On Thu, May 30, 2019 at 12:16 PM Jeff Law <l...@redhat.com> wrote:
>
> On 5/30/19 9:34 AM, Martin Sebor wrote:
>
> >>> If the alias oracle can be used to give the same results without
> >>> excessive false positives then I think it would be fine to make
> >>> use of it.  Is that something you consider a prerequisite for
> >>> this change or should I look into it as a followup?

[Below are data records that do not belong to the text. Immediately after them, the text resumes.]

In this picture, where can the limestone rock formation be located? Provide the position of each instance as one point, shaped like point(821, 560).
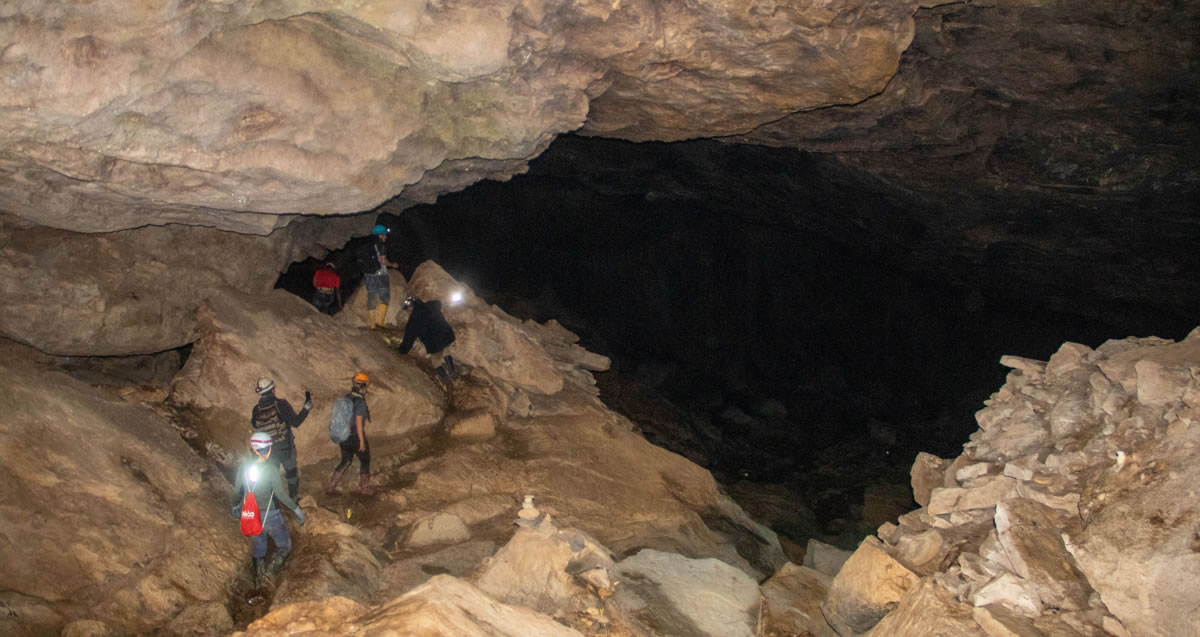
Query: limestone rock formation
point(275, 335)
point(119, 116)
point(670, 594)
point(136, 292)
point(443, 607)
point(108, 517)
point(1068, 512)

> >> I think we should explore it a bit before making a final decision.  It
> >> may guide us for other work in this space (like detecting escaping
> >> locals).   I think a dirty prototype to see if it's even in the right
> >> ballpark would make sense.
> >
> > Okay, let me look into it.
> Sounds good.  Again, go with a quick prototype to see if it's likely
> feasible.  The tests you've added should dramatically help evaluating if
> the oracle is up to the task.
>
> >
> >>> FWIW, I'm working on enhancing this to detect returning freed
> >>> pointers (under a different option).  That seems like a good
> >>> opportunity to also look into making use of the alias oracle.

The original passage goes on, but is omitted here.